La mujer, elegante como siempre, tenía una expresión de genuino interés en su mirada.
Walburga la recibió con cortesía, aunque sin la calidez que había mostrado con Dorea.
—Cygnus y Bartemius serán de la misma generación— comentó Charis, observando con orgullo a su hijo —¿Te imaginas? Quizás crezcan juntos, irán a la misma casa en Hogwarts. (Slytherin)
Walburga asintió, pero no respondió. No era el momento de pensar en Hogwarts.
No todavía.
Las visitas y la constante atención que requería su hijo mantenían a Walburga ocupada. No es que hubiera olvidado a Hércules, pero Cygnus acaparaba cada minuto de su tiempo. Cada llanto, cada movimiento del bebé la llamaba, y ella respondía con devoción absoluta. Era su hijo, su heredero, y aunque aún era un bebé indefenso, ella ya velaba por él como una leona protegiendo a su cachorro.
Hércules observaba todo en silencio. No estaba molesto, ni siquiera celoso. Entendía el amor de Walburga por su hijo, pero también sabía que su tiempo se agotaba. Cada día que pasaba lo acercaba más a su despedida. No sabia cuando seria, pero sentía que se acercaba el día de su partida.
A simple vista, parecía el mismo de siempre: sereno, seguro, inmutable.
Pero Alphard, siempre atento a los cambios sutiles en su cuñadito, notó la tensión en su postura, la forma en que sus pensamientos parecían divagar más de lo usual.

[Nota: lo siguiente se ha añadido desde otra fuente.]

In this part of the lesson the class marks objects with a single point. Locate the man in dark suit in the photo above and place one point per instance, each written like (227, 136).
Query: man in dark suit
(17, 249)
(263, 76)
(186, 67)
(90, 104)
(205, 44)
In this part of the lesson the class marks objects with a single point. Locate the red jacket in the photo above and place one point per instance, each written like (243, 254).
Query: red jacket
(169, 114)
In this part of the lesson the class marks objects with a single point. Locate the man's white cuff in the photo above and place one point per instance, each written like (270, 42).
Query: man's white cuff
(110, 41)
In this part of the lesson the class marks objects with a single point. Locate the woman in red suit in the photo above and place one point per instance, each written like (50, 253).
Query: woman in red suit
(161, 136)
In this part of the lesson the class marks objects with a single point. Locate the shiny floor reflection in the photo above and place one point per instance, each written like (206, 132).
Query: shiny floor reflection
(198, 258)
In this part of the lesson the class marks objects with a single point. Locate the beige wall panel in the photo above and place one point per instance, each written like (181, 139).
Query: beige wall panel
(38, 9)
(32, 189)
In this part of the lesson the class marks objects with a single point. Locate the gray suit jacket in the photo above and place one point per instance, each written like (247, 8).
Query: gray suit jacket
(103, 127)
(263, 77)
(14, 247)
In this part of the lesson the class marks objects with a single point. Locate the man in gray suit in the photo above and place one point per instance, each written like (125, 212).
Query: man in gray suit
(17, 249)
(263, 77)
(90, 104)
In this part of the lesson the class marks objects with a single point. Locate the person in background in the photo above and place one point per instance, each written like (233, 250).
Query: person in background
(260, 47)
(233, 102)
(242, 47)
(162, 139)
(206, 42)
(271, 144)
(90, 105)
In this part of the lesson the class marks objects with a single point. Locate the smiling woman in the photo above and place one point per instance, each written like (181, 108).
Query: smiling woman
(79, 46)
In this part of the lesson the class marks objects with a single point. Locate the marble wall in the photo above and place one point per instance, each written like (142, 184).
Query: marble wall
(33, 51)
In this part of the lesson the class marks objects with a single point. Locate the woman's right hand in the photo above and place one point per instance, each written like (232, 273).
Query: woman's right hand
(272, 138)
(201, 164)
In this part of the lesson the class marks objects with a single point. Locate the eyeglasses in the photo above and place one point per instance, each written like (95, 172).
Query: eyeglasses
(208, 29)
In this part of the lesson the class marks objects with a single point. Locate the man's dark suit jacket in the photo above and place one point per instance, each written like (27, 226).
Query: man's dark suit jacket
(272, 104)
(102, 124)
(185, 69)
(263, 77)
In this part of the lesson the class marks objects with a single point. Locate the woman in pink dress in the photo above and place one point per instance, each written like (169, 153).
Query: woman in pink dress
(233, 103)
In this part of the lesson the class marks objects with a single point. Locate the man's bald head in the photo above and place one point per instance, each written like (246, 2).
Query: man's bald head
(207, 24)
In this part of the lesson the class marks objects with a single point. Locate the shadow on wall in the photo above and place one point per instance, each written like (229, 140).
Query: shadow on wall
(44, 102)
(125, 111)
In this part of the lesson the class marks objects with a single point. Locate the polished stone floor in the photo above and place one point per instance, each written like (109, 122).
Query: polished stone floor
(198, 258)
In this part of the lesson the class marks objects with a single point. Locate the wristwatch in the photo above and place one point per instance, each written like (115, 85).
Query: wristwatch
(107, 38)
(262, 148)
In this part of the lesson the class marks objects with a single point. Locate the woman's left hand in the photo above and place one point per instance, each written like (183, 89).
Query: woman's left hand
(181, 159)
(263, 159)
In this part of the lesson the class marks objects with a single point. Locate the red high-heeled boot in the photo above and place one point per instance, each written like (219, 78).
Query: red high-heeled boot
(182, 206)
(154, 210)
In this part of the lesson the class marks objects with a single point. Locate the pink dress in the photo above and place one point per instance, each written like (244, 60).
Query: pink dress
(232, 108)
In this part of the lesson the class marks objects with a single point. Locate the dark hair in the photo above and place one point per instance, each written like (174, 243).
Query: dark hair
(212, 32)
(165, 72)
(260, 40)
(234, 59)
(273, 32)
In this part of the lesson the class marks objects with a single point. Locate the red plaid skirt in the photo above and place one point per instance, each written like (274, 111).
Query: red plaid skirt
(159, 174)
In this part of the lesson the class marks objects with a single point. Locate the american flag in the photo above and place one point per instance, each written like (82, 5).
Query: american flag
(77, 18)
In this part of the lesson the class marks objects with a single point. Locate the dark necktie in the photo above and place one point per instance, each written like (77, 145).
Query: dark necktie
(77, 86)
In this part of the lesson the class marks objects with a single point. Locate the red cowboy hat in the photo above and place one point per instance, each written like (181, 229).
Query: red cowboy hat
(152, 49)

—¿Todo está bien?— preguntó Alphard en una de las noches en las que ambos se encontraron en la biblioteca de la casa Black.
Hércules tardó en responder. Sus dedos pasaban con calma por la encuadernación de un viejo tomo de genealogía mágica, pero su mente estaba muy lejos.
—Sí...— dijo al fin —Solo que el tiempo nunca se detiene.
No era una mentira, pero tampoco era toda la verdad. Y Alphard, aunque no insistió, supo que algo importante estaba por suceder.